Suzuki’s little engine that thinks big
ROUNDUP
THE LATEST JUMP IN MOTORCYCLE engine technology is already at work on a 400cc Suzuki streetbike in Japan.
When it comes to motorcycle design, small is good. Small means light. Light is easier to stop, accelerate and turn than heavy. But small engines tend to make small horsepower. To fatten up those diminutive horses, designers build engines to turn high rpm, because the faster an engine turns, the more airfuel mixture it
flows, and the more mixture it flows, the more power it makes. To most efficiently fill the cylinders with airfuel mixture at high engine speeds, valves are opened for as long as possible. This leads to large amounts of valve overlap, which means exhaust valves remain open to vacate the burned charge from the combustion chamber even as intake valves are admitting fresh mixture.
But overlap tends to flatten out midrange power. The valve lift and timing specifications that produce good cylinder filling at high speeds don’t have the same beneficial effect at low and midrange speeds.
Yamaha has dealt with this tuning conflict by developing its EXUP system. This uses a mechanical valve to restrict exhaust flow-and thus minimize the effect of overlap-at midrange rpm levels.
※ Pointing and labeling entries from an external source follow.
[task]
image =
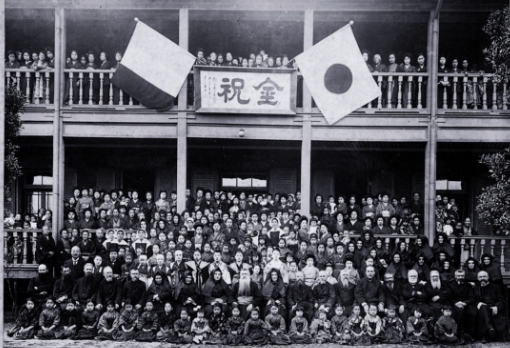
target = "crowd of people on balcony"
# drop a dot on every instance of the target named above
(409, 90)
(253, 270)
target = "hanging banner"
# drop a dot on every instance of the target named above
(245, 90)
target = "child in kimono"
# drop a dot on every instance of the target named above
(217, 325)
(234, 327)
(49, 320)
(393, 327)
(356, 325)
(372, 324)
(26, 322)
(445, 330)
(339, 326)
(277, 326)
(68, 320)
(298, 331)
(182, 328)
(148, 324)
(416, 328)
(126, 329)
(166, 325)
(88, 321)
(255, 330)
(200, 327)
(321, 328)
(107, 322)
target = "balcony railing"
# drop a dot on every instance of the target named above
(399, 91)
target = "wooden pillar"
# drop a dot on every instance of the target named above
(58, 180)
(306, 145)
(182, 127)
(2, 147)
(431, 153)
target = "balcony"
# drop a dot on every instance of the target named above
(400, 92)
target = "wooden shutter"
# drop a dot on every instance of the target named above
(106, 179)
(165, 179)
(87, 177)
(283, 180)
(206, 178)
(70, 181)
(323, 183)
(478, 184)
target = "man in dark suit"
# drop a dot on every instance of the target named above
(392, 294)
(344, 291)
(324, 295)
(464, 311)
(75, 263)
(45, 249)
(300, 295)
(41, 286)
(369, 290)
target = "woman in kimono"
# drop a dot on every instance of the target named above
(68, 321)
(234, 327)
(407, 86)
(26, 322)
(274, 290)
(277, 326)
(442, 244)
(393, 327)
(88, 321)
(39, 92)
(320, 328)
(159, 292)
(107, 322)
(49, 320)
(148, 324)
(167, 319)
(299, 332)
(126, 328)
(471, 268)
(398, 268)
(255, 330)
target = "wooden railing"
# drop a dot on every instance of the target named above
(37, 86)
(399, 91)
(469, 246)
(476, 91)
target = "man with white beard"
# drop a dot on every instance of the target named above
(277, 264)
(439, 294)
(246, 294)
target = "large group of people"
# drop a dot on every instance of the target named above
(44, 60)
(250, 269)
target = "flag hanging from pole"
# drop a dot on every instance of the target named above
(337, 76)
(153, 68)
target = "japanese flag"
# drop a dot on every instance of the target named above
(337, 76)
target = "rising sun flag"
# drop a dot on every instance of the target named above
(153, 68)
(337, 76)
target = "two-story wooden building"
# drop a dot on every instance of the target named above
(395, 147)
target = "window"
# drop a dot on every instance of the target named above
(448, 185)
(250, 181)
(37, 192)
But Suzuki has introduced a more elegant development of that theme.
The Suzuki system is called VC, for variable camshafts, and it’s seen for the first time on the inline-Four Bandit 400V, recently introduced to the Japanese market. The system, similar to Honda's automotive V-Tech system, has two sets of camshaft
lobes-one for lowand midrange power, and the other for highrpm running.
The system is keyed by an onboard computer. When engine speed reaches 9500 rpm, the computer activates a rack-and-pinion system, operated by oil pressure, to rotate the rockerarm shafts. The rockers are spring loaded and positioned on their shafts by angled slots. As the shafts-and thus the positioning slots-rotate, the rockers are pushed laterally by the springs. As their po sition changes, they move from the lowand midrange camshaft lobes to the high-rpm lobes.
The difference in power output is amazing. At 7000 rpm, the Bandit V engine develops 33 horsepower. It would make just 29 with its high-rpm cams. At 8000 rpm, it makes 41 horses, instead of 37 allowed by its high-rpm cam profile. Power curves for the two cam profiles cross at 9500 rpm, where the high-speed cam takes over, and power soars to 59 horsepower at
12.000 rpm, long after the power curve from the midrange cam has headed for the cellar. The engine’s torque curve is much flatter than might be expected from a small, 14,000-rpm engine: There’s a good, flat table of torque, peaking at 28 foot-pounds, from 7000 rpm to 11.000 rpm.
It all works beautifully. The Bandit V launches with the torque of a 750cc machine, and at high speeds, it offers racer-like revability. The shift of cams is all but unnoticeable.
The cost penalty in Japan is about $250 more than the standard Bandit 400. But the performance benefit more than offsets that additional cost. Expect to see this sort of system on an increasing number of bikes.